The current version of Bill 22 also creates a major imbalance between individual and collective interests when it comes to compensation. In addition to the numerous lawsuits, communities are at risk of being forced to compensate for the loss of future profits due to recent judicial interpretations of the “best and most beneficial use” (UMEPP) compensation criterion. By attempting to limit the scope of UMEPP, Bill 22 has the effect of increasing the possibility of assessing its value according to the use that could be made of the land in the future, based on unpredictable criteria. It does not limit the valuation with sufficient clarity to a possible value in the legal context existing before the expropriation. 

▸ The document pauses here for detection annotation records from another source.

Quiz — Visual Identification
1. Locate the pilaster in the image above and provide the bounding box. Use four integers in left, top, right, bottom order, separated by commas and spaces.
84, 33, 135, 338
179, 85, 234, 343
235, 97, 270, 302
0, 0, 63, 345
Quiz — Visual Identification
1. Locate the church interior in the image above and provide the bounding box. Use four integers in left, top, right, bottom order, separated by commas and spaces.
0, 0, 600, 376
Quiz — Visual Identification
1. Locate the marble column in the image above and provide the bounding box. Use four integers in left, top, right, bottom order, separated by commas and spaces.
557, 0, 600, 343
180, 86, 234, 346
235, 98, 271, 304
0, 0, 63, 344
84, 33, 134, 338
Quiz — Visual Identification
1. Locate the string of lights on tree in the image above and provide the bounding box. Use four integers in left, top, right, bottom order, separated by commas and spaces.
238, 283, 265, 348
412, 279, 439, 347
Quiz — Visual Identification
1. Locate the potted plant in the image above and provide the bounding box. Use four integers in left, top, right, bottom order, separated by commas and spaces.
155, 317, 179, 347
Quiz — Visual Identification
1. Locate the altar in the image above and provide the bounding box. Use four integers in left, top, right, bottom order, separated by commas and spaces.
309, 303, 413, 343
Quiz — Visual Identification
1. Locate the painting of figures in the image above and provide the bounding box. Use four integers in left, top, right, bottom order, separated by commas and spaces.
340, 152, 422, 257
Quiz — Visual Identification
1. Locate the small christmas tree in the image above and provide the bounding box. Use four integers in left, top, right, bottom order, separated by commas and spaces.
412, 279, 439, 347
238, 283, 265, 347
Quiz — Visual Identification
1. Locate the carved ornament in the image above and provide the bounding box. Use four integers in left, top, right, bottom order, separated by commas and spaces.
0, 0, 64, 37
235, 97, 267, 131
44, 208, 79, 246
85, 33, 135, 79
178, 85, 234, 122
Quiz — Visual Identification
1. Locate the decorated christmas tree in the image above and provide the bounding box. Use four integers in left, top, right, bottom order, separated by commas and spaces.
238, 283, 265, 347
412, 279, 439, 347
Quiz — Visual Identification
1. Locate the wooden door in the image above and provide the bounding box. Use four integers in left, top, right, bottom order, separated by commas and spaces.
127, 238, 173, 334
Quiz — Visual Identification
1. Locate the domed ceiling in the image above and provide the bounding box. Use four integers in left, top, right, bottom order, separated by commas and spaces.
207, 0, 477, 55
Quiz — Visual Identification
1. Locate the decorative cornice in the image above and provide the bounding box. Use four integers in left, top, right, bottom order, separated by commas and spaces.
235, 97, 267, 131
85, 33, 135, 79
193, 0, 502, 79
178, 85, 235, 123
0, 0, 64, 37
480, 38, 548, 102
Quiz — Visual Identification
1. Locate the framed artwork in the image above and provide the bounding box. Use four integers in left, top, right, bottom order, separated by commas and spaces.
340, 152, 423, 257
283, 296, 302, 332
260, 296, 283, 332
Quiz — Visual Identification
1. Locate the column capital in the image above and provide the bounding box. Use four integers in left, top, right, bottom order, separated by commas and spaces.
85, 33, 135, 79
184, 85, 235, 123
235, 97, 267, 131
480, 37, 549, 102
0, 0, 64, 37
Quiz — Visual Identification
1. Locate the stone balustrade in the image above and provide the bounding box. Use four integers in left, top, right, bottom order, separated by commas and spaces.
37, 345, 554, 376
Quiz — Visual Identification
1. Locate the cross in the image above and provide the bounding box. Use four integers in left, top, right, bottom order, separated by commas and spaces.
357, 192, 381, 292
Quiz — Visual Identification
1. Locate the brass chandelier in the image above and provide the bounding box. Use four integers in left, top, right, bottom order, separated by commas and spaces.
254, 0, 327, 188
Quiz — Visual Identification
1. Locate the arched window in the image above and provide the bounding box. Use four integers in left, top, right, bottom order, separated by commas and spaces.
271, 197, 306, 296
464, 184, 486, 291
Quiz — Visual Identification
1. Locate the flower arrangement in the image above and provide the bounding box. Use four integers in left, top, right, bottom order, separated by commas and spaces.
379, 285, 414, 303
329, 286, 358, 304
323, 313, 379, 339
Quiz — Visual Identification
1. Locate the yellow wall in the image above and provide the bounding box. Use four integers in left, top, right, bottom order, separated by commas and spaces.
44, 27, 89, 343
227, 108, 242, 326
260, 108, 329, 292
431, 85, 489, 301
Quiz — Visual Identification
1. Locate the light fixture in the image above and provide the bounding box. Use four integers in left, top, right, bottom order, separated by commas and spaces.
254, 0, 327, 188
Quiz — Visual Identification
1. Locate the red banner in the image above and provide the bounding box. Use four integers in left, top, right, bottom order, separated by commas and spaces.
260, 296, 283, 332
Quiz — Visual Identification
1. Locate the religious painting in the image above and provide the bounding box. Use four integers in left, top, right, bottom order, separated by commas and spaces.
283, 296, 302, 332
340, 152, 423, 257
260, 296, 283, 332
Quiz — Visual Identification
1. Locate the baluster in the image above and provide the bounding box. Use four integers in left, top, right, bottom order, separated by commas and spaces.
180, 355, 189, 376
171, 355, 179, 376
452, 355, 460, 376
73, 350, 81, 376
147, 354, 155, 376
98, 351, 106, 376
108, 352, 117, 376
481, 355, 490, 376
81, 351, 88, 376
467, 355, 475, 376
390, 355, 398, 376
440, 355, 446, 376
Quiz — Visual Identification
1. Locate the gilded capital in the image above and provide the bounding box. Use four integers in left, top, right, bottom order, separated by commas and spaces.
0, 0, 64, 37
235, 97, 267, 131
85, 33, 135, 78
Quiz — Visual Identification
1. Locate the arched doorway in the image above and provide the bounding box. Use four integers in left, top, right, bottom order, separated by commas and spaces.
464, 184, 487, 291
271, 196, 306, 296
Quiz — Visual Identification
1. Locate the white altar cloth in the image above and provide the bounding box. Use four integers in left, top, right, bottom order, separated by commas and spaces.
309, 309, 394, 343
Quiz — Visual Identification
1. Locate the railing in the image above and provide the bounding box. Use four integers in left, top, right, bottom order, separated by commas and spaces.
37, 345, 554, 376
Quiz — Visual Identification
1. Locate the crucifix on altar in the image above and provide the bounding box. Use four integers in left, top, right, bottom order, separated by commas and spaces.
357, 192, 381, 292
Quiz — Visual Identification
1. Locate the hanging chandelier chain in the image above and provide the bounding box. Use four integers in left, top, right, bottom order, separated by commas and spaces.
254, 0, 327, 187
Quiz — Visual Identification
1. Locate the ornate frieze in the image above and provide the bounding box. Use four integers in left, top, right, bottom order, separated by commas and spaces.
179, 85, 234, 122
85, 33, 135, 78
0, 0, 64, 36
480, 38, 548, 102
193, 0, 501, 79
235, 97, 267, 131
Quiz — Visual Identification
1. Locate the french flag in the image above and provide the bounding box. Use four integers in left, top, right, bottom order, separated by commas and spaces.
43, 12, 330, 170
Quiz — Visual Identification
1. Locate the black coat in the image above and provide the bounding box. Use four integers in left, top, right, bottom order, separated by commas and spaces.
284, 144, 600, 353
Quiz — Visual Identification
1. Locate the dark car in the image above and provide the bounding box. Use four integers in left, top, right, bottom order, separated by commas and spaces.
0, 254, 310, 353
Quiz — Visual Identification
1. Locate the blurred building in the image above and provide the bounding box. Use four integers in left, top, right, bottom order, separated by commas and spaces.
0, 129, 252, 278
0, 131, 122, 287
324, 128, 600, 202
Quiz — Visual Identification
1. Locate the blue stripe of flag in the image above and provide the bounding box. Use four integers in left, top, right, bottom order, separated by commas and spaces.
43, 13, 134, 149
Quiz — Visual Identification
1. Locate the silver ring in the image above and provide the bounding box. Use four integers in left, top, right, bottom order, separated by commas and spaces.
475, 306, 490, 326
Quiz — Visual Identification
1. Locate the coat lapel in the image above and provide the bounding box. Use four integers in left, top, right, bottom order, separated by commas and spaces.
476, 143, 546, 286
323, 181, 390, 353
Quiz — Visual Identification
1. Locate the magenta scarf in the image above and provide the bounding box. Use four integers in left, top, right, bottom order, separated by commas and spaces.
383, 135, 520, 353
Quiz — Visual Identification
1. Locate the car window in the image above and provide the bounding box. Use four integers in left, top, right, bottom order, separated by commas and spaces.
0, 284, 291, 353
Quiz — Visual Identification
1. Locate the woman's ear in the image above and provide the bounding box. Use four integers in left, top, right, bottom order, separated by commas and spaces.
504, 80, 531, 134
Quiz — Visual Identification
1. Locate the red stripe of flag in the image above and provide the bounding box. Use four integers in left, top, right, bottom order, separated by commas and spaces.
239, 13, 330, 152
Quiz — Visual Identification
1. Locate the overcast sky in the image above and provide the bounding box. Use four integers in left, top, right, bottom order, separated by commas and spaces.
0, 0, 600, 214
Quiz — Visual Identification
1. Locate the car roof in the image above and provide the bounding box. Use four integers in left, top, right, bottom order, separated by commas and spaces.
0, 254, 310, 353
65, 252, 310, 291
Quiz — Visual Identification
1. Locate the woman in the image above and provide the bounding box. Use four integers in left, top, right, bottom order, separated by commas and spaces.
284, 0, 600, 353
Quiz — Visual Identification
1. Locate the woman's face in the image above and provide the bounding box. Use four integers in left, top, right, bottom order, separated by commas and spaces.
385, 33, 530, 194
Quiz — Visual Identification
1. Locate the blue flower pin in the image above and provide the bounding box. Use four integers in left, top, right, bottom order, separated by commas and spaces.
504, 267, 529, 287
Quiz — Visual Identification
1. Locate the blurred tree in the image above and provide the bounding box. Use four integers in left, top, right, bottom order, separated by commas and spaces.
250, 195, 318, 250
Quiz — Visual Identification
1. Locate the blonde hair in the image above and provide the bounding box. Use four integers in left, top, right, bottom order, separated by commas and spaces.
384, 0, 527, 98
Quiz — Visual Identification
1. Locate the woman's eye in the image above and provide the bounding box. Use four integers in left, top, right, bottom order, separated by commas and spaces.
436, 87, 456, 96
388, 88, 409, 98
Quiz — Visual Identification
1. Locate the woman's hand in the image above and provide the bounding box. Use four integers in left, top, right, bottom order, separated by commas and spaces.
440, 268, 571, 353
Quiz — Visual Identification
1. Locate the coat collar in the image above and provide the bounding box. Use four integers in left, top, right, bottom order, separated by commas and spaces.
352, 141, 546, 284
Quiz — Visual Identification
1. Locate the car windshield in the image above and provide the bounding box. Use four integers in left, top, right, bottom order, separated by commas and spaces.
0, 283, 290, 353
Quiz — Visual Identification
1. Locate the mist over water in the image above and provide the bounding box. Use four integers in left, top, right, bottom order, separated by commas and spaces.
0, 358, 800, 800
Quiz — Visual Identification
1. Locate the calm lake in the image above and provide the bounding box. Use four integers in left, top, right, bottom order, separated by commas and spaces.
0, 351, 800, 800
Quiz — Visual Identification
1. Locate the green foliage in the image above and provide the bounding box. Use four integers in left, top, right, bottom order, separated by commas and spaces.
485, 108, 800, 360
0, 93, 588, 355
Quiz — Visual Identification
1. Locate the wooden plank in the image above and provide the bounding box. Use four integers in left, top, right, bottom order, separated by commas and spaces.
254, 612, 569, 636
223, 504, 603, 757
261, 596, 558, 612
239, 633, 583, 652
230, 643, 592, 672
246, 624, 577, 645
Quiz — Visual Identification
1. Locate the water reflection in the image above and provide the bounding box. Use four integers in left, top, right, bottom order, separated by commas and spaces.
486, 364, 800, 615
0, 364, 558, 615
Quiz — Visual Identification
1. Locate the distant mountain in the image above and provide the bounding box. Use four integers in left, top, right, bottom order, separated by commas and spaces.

“At present, the bill does not sufficiently avert the risk of having to compensate projections over three years. As a result, a developer owning undeveloped land could be compensated, using public funds, for a use that has not yet been carried out, such as subdivision, and whose likelihood of being carried out is based on vague and unpredictable criteria. This kind of approach is already fuelling numerous legal debates and absolutely must be reformed,” says Mr Voghel.

For example, the town of Rosemère is being sued for $278 million for a golf course it bought for $18 million, on which it plans to build 3,000 homes. The municipality’s annual budget is $37 million. “This is an example of the risk of a massive transfer of public funds to private funds, which is based precisely on the unpredictability of the law in terms of disguised expropriation and compensation,” adds Mr Voghel.

Although the National Assembly still has the power to expropriate without compensation, CQDE recommends a nuanced approach based on municipal assessment that reflects the necessary balance between individual and collective interests in terms of compensation.

No response whatsoever to existing legal proceedings

The CQDE condemns the fact that Bill 22 is not retroactive, even though the National Assembly has full power to act on pending lawsuits. The bill thus dismisses all appeals for assistance from municipalities. Yet they are being prosecuted for trying to fulfil the conservation role entrusted to them by the government itself. Worse still, Bill 22 establishes a grace period of 6 months from the date of assent for legal recourse under the old legal regime, which is unpredictable and more favourable to investors and developers. 

“Rather than helping municipalities, the 6-month grace period provided for in the bill risks triggering a race against time for those wishing to take advantage of a more favourable regime, to the detriment of the environment and communities. The government needs to show leadership, remedy the situation and really address the problems that already exist, without delay”, says Me Voghel. 

It is essential that the bill puts the environment and the collective interest at the heart of conservation, environmental protection and the fight against climate change.  This is the message that the CQDE will convey in its brief submitted as part of the study of the bill and during the special consultations to be held from 14 to 21 September 2023 at the National Assembly.